Wednesday, January 18, 2017

Maybe I Stray in a JAZZ Way

I am here at Starbucks Fridley, late. It has been a two Starbucks day. Things are heating up as they say. Of all of the coffee houses in the world, you choose mine. Yes I do, Taylor, you luscious being. Maybe you are a PLAYWRITE deep down. It will run for about 30 minutes, premiering on BROADWAY, and running all day every 45 minutes from 9:00 am until MINDIGHT, the bewitching hour. Cast can rotate, but it will be like a Broadway CNN and change throughout the year. Christmas Eve will open with an ICP rap from Jesus Christ himself, Jeffery Forrest. Rap will be chosen upon popular request instantaneously. He is I.T. and A.I. and I bet his African American, Cherokee, Masonry (former Jester) grandfather is really proud of him today. Hey G-pa, I now know that you are a TRUMPET afficianado for the JAZZ community. Tell Jeff, VERBALLY, ASAP. So many talents, so little time. Give up your evil and join my coterie and the sky is your limit, actually. It will never be a ruse or a cruise. It will always be revolutionary.
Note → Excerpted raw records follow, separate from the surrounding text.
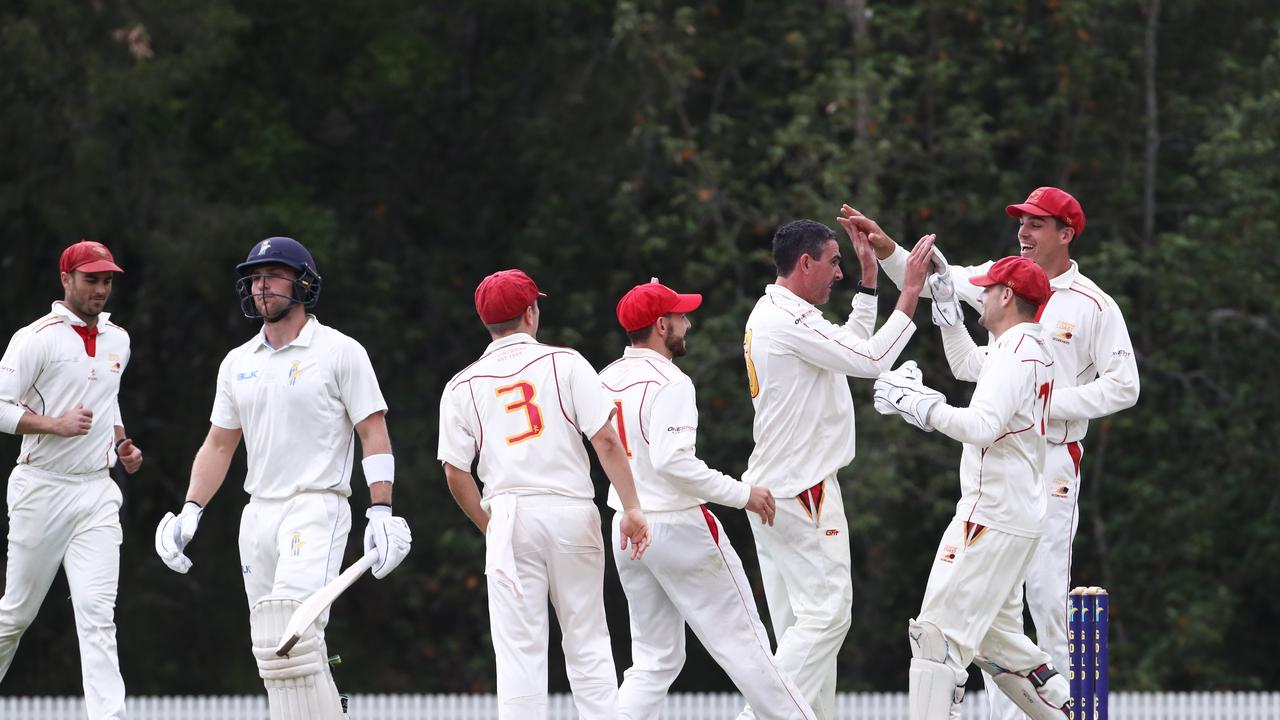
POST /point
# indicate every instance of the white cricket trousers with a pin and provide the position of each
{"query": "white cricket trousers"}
(1048, 577)
(560, 555)
(293, 547)
(976, 597)
(808, 583)
(691, 574)
(74, 522)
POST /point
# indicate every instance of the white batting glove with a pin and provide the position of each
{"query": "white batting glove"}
(389, 534)
(938, 264)
(174, 532)
(946, 305)
(903, 392)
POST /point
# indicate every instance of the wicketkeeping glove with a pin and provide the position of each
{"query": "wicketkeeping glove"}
(174, 532)
(903, 392)
(391, 536)
(946, 305)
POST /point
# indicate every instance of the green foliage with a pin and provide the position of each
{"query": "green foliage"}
(415, 147)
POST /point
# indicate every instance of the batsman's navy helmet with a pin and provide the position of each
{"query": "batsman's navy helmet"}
(279, 251)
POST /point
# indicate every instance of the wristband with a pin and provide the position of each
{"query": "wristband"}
(379, 468)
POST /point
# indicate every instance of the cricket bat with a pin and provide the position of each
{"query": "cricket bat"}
(319, 601)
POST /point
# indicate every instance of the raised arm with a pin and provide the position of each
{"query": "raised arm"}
(991, 408)
(841, 350)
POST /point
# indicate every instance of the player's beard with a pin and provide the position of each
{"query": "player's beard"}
(675, 345)
(264, 304)
(85, 305)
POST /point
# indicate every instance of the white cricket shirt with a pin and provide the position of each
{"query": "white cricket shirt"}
(1097, 373)
(297, 408)
(657, 419)
(796, 367)
(1002, 431)
(524, 408)
(48, 369)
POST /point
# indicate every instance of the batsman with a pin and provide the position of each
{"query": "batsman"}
(298, 393)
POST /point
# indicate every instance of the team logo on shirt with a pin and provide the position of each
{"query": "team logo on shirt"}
(949, 554)
(972, 532)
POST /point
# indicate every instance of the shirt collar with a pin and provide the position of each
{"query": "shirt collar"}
(72, 318)
(513, 338)
(775, 288)
(305, 336)
(1065, 279)
(644, 352)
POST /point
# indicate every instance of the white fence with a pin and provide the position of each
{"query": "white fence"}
(693, 706)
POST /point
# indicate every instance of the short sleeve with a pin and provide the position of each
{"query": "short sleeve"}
(458, 443)
(22, 363)
(357, 383)
(583, 392)
(225, 413)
I am here to say that Marylin Forrest is now a full gypsy with my Aunt Tracy and she is a genius in PERSONAL history which will be a specialty when I come to be. Maybe even James will resurrect with DAMON from Jackson Square. Damon is Chicago Crpyt Lieutenant and is basketball hierarchy. Have fun with BASEBALL CARDS and get Joe Mauer to go back to Russia, already. It is time for all to pull their own weight and to find true justice for their almighty, whomever that is. I just sit here drinking tea, publically so that others cannot lie about me. I am on film, LADIES. Planet Souix FEMME FATALES will take care of you. I do what I can to pull them through and calm their rage at these unclean borderline women, with my ability of actual physiological, psychic, mental, and emotional EMPATHY.